質問主意書

第1回国会(特別会)

答弁書


(答弁書第五十五号)昭和二十二年九月二十五日配付

内閣参甲第六六号
  昭和二十二年九月二十三日

内閣総理大臣 片山 哲      


       参議院議長 松平 恒雄 殿

参議院議員吉川末次郎君提出片山首相の平和主義見解の欠陥及ユネスコに関する質問に対し別紙答弁書を送付する。

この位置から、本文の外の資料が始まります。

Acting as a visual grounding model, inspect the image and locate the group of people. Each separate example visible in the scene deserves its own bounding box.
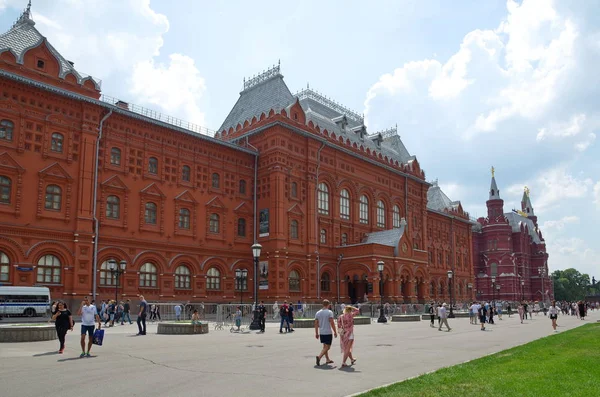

   参議院議員吉川末次郎君提出片山首相の平和主義見解の欠陥及ユネスコに関する質問に対する答弁書

 科学的平和主義、科学的社会主義を重要にとり上げなければならぬことは、質問の趣旨の通りである。而してこの「科学的」は自然科学のみならず人文科学も対照としなければならない。私はこの意味において政治、経済、歴史、物理、化学等一さいの科学的知識並びに宗教、道義等を平和主義の基礎的理念としたいと考えている。即ち自然科学、人文科学の根拠の上に立つ民主主義の徹底によつて平和主義の確立を図らんとするものである。示されたる原子爆弾の発見は大きな教訓であり示唆であり革命的な出来事であることは言うまでもないと考える。
 尚、ユネスコ憲章によれば国際連合非加盟国といえども、ユネスコ執行委員会の勧告に基き総会の三分の二の多数決によユネスコ加盟国たる地位を容認されることが可能であるが、ユネスコ加盟は個々の文化団体としてではなく、国家としてこれを行うことになつているから、我国が連合軍指令により一切の外交関係を停止せられている現状においては、講和会議以前の加盟は困難と思われる。しかしながらユネスコ加盟は講和条約締結後早晩起るべき問題であるから、その準備が民間を中心として現在既に開始せられることは望ましい。政府は民間のかかる準備に極力協力する方針である。